14 Eridani

Observation data Epoch J2000 Equinox ICRS
- Constellation: Eridanus
- Right ascension: 03^{h} 16^{m} 35.75439^{s}
- Declination: −09° 09′ 16.3318″
- Apparent magnitude (V): 6.143

Characteristics
- Evolutionary stage: main sequence
- Spectral type: F5 V Fe−0.7 CH−0.5
- B−V color index: 0.399

Astrometry
- Radial velocity (R_{v}): −5.3±2.9 km/s
- Proper motion (μ): RA: +8.057 mas/yr Dec.: +22.871 mas/yr
- Parallax (π): 26.9856±0.2356 mas
- Distance: 121 ± 1 ly (37.1 ± 0.3 pc)
- Absolute magnitude (M_{V}): 3.47

Details
- Mass: 1.31 M_{☉}
- Radius: 1.48+0.9 −0.8 R_{☉}
- Luminosity: 3.87±0.04 L_{☉}
- Surface gravity (log g): 4.34±0.14 cgs
- Temperature: 6,719±228 K
- Metallicity [Fe/H]: −0.10 dex
- Age: 1.391 Gyr
- Other designations: 14 Eri, BD−09°627, GC 3918, HD 20395, HIP 15244, HR 988, SAO 130395, PPM 185595, WDS J03158-0849B

Database references
- SIMBAD: data

= 14 Eridani =

Star in the constellation Eridanus

14 Eridani is a star in the equatorial Eridanus constellation. It has an apparent visual magnitude of 6.143 and is moving closer to the Sun with a radial velocity of around −5 km/s. The measured annual parallax shift is 29.26 mas, which provides an estimated distance of about 121 light years. Proper motion studies indicate that this is an astrometric binary.
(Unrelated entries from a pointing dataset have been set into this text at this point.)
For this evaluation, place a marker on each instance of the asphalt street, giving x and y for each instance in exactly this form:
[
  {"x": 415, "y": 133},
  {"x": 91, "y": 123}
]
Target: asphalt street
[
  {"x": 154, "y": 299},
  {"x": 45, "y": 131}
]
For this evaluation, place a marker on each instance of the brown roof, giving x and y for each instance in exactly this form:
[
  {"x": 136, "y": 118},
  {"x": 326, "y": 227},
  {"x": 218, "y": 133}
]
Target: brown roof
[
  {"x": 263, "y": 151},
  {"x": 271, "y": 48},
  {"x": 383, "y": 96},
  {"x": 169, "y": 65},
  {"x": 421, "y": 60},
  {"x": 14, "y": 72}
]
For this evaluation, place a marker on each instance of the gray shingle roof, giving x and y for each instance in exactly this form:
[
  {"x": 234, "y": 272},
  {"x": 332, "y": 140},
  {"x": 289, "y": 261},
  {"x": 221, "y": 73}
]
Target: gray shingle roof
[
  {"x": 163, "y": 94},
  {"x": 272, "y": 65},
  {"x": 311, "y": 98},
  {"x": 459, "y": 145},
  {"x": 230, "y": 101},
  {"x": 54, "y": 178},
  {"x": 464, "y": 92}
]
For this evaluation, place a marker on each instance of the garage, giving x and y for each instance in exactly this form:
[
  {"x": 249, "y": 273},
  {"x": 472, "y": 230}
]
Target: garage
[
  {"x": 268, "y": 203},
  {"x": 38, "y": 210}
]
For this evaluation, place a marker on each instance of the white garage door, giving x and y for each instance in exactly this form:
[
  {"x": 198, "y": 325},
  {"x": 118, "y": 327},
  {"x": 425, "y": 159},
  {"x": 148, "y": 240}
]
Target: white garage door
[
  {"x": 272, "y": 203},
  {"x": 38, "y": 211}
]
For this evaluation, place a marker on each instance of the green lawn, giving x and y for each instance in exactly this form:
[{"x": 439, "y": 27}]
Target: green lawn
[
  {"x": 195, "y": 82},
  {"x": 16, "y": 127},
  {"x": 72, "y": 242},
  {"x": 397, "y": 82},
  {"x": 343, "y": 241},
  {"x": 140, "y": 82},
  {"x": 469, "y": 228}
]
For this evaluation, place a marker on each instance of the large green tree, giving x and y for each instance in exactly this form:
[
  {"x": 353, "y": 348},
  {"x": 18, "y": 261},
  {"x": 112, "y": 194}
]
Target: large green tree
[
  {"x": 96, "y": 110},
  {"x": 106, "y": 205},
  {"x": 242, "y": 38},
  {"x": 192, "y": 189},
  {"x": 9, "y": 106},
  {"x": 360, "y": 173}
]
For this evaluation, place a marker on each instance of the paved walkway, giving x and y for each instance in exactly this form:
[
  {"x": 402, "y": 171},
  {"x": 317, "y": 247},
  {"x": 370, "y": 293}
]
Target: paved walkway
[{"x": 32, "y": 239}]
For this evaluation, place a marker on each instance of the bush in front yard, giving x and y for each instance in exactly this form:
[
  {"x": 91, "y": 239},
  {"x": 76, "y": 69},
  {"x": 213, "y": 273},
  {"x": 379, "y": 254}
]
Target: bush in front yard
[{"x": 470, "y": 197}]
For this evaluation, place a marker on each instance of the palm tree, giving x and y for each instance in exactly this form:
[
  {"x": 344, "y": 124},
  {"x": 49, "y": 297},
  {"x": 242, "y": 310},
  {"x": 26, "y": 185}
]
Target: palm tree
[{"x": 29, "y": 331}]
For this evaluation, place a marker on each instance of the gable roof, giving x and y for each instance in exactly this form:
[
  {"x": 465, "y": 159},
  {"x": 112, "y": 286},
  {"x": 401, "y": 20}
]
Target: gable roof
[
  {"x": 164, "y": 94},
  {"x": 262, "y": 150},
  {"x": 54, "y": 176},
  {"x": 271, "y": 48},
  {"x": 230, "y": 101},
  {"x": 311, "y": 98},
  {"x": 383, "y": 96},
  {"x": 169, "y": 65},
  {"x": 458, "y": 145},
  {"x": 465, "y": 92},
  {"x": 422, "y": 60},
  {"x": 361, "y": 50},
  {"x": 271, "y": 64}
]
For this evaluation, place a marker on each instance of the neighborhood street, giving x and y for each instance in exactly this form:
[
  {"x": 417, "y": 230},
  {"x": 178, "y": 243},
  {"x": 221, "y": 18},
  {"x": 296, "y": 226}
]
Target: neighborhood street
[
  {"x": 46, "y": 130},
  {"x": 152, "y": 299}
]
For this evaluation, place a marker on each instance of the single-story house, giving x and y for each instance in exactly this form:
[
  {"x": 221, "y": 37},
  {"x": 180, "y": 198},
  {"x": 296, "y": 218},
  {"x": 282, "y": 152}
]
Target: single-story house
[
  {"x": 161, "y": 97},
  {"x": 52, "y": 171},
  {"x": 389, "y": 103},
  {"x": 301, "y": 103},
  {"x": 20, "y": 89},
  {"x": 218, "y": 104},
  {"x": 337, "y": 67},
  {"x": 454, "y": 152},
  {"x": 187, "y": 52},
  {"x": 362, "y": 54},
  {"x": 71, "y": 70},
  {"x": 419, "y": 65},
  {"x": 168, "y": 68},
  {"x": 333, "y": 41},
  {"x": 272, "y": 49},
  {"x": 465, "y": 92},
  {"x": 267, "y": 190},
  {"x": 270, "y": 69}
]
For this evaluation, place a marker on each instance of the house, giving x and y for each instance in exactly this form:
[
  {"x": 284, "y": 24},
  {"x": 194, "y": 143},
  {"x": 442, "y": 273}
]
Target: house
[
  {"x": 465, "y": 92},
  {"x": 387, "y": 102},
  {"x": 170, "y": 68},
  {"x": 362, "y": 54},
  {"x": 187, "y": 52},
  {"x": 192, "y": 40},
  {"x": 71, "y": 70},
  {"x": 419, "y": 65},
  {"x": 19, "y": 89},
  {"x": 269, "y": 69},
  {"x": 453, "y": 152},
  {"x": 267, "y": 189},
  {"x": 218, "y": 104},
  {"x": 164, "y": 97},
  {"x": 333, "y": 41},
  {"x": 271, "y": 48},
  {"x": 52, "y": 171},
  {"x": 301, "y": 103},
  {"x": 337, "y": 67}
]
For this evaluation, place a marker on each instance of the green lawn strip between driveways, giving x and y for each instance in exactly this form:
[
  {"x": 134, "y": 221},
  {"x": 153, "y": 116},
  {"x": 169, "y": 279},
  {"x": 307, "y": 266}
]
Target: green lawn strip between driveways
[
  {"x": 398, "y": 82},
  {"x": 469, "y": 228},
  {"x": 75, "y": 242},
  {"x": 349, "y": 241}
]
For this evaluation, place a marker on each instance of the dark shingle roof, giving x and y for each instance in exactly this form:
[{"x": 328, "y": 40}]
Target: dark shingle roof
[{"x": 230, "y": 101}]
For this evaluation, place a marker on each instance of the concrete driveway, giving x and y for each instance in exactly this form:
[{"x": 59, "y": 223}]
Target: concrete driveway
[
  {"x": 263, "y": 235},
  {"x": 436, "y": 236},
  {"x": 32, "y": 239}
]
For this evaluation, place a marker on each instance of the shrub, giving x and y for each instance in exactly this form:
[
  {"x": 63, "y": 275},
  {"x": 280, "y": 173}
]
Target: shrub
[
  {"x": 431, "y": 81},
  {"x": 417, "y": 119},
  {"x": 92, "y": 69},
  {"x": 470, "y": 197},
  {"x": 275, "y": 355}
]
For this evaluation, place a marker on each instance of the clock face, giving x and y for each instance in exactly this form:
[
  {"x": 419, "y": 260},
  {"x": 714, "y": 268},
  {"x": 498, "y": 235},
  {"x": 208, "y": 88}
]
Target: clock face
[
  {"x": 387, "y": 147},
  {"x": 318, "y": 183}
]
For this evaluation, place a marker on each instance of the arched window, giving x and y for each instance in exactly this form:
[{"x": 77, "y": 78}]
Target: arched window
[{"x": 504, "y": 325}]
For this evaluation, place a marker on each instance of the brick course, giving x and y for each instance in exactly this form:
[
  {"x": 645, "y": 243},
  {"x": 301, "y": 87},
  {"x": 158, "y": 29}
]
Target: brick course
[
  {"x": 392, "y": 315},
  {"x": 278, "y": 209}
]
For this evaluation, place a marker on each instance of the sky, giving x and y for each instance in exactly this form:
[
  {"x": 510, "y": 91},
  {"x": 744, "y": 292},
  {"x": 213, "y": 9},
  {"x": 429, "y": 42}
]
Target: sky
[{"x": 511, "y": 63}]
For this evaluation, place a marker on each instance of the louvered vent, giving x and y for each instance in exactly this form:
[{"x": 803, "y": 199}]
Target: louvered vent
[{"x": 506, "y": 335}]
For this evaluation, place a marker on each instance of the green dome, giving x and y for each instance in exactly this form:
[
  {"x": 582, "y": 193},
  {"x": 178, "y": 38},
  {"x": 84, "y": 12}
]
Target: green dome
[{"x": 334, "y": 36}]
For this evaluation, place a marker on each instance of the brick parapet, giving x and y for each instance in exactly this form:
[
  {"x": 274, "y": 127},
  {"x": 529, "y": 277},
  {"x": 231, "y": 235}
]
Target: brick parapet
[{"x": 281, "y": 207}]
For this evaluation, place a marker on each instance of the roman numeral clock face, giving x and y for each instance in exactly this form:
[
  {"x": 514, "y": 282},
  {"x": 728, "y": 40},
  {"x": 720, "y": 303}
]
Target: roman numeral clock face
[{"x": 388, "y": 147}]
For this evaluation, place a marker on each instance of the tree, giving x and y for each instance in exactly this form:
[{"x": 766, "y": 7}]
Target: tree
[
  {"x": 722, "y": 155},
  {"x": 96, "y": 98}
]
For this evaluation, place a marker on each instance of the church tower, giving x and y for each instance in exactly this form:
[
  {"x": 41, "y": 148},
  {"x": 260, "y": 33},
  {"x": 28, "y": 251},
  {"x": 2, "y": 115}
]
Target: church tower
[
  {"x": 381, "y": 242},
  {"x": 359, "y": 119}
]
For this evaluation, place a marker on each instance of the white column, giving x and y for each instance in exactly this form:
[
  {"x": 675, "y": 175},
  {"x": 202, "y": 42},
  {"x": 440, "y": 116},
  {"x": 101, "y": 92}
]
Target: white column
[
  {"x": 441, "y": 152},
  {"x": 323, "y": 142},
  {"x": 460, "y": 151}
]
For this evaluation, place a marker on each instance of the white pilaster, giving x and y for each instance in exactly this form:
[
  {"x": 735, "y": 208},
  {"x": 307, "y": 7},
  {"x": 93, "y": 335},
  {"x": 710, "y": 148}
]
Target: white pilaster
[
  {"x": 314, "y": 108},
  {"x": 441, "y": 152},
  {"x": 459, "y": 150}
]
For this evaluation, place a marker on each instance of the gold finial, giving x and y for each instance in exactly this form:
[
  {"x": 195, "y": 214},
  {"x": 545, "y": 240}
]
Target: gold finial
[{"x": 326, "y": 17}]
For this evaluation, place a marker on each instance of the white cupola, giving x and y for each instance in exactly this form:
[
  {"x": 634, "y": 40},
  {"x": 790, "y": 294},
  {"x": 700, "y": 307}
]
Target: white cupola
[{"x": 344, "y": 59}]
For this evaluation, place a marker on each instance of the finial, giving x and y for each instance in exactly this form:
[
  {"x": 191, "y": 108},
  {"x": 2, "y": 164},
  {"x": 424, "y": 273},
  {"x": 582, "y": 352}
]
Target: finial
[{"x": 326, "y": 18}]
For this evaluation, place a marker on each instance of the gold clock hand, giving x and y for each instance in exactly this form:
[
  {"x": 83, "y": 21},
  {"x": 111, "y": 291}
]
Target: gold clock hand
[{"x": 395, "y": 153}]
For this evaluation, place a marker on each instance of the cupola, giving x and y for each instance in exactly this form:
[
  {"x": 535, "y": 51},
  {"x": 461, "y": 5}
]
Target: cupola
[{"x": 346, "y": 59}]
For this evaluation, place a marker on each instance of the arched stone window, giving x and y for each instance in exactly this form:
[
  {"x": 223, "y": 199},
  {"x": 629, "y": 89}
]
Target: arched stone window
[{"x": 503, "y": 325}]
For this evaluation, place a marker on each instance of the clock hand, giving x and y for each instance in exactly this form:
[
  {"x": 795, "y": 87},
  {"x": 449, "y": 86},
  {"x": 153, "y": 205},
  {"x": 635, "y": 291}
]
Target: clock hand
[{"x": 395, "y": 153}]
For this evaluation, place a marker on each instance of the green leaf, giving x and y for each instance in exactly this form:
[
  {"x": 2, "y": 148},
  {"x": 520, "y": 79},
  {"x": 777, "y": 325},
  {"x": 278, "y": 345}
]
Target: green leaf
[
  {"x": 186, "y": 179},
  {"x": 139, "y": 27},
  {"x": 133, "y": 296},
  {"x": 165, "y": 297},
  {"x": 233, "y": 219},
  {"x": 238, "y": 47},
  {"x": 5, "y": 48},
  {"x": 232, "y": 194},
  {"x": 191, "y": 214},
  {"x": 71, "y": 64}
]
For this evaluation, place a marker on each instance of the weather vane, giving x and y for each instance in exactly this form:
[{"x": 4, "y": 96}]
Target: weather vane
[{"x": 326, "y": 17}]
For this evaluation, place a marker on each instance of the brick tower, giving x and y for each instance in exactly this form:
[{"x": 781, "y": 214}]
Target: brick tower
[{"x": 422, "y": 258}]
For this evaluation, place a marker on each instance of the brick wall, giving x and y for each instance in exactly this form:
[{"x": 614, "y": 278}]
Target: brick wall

The visible component has a stellar classification of F5 V Fe−0.7 CH−0.5, which indicates it has the spectrum of an F-type main-sequence star with mild underabundances of iron and methylidyne. It is 1.4 billion years old with 1.3 times the mass of the Sun and 1.5 times the Sun's radius. The star is radiating 3.87 times the luminosity of the Sun from its photosphere at an effective temperature of 6,719 K. The system has been detected as a source of X-ray emission.